Das vermutet jedenfalls Elmar Altvater, einer der profiliertesten marxistisch geprägten Ökonomen hierzulande. „Die Zahlen sind so unglaublich, dass sie außerordentlich abstrakt sind.“ Doch falls die Hilfen wirklich in Anspruch genommen würden, führe das zu höherer Staatsverschuldung, mehr Steuern und steigenden Preisen. „Die Leute werden es merken“, sagt Altvater. Seiner Einschätzung nach löst sich infolge der Krise „die Privatisierungswut“ der vergangenen Jahre auf. So sei beispielsweise die Idee, die Altersvorsorge zunehmend privaten Pensionskassen und Lebensversicherungen zu übertragen, diskreditiert.

Die Liberalisierungs- und Deregulierungsfans haben für Altvater die besten Jahre hinter sich – auch auf dem Arbeitsmarkt. „Ich könnte mir vorstellen, dass der gesetzliche Mindestlohn eine größere Rolle im Wahlkampf spielen wird“, blickt der Linke ins nächste Jahr.

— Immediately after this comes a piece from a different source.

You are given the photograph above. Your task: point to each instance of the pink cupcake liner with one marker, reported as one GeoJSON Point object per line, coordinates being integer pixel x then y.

Derzeit noch erschöpft sich die deutsche Politik in der Wahrnehmung des IG-Metallers Urban in einer „defensiven Krisenabwehr“. Von Aufbruch oder gar Politikwechsel keine Spur. „Change ist hierzulande ein Fremdwort.“ Das zentrale Problem der Gesellschaft sei in den vergangenen Jahren „die Entkopplung von Wertschöpfung oder Wachstum auf der einen und Wohlstand auf der anderen Seite“. Die Situation von Arbeitnehmern und Empfängern staatlicher Transferleistungen habe sich aus diversen Gründen verschlechtert: „Zu geringe Tarifabschlüsse, eine Steuerpolitik zugunsten der Einkommensstarken und die Deregulierung des Arbeitsmarktes.“

Für Urban gehört zu einem „grundlegenden Pfadwechsel der gesellschaftlichen Entwicklung“ unbedingt die Rehabilitierung öffentlicher Güter wie Bildung, Gesundheit, Infrastruktur. Die gegenwärtige Politik verzettele sich aber im kleinen Karo des Alltags. „Die Debatte in den Parteien ist dominiert von kurzfristigem Koalitionsgeplänkel, das Strategische kommt zu kurz.“

Immerhin sehen sich die Linken inzwischen nicht mehr als Rufer in der Wüste. „Heute kann man Dinge sagen, für die man in der Vergangenheit heftigst gescholten wurde“, meint Altvater. Auch weil „das Urvertrauen in den Markt einen dicken Knacks bekommen hat“. Und das wiederum war möglich, weil der Staat als Regulierer versagte. Dabei „gibt es keinen Kapitalismus, in dem der Staat nicht vorkommt“, sagt Altvater.

Zur Krisenbewältigung schlägt der marxistische Politökonom Kapitalismus vor: „Wer das Geld hat, der hat das Sagen.“ Und wenn der Staat Banken rette, solle er das Bankmanagement auswechseln und mit neuen Leuten auf die Durchsetzung eines Geschäftsmodells pochen, das auf die Bedürfnisse der Realwirtschaft orientiert ist. Allerdings würden sich dem „bestimmte Kräfte widersetzen“, meint Altvater und verweist auf die enorme Expansion der Finanzindustrie in den vergangenen 15 Jahren und den damit einhergehenden Einfluss. Vielleicht auch deshalb ist ein Politikwechsel hin zu einer anderen Einkommens- und Vermögensverteilung und hin zu einer stärkeren Verantwortung des Staates für Konjunktur und Beschäftigung immer noch nicht in Sicht. „Wir haben uns den Mund fusselig geredet, damit der Staat makroökonomisch mehr tut“, sagt DGB-Vordenker Schabedoth. Aber wird man ernst genommen? Oder zumindest wahrgenommen?

Auch jetzt, in der womöglich schwersten Wirtschaftskrise nach dem Krieg, „schlägt nicht die Stunde der Barrikadenkämpfe“, meint der DGBler. Wobei die in den deutschen Gewerkschaften sowieso selten schlägt. Schabedoth, Urban und Altvater setzen vielmehr auf eine andere Resonanz in der Bevölkerung, wenn 2009 der Wahlkampf in Schwung kommt und gleichzeitig die Folgen der Krise zunehmend auf die Lebensverhältnisse durchschlagen. Dann werde man sehen, „ob der Staat den Marktkräften soziale Verantwortung abtrotzen kann“, hofft Schabedoth. Wie in Frankreich.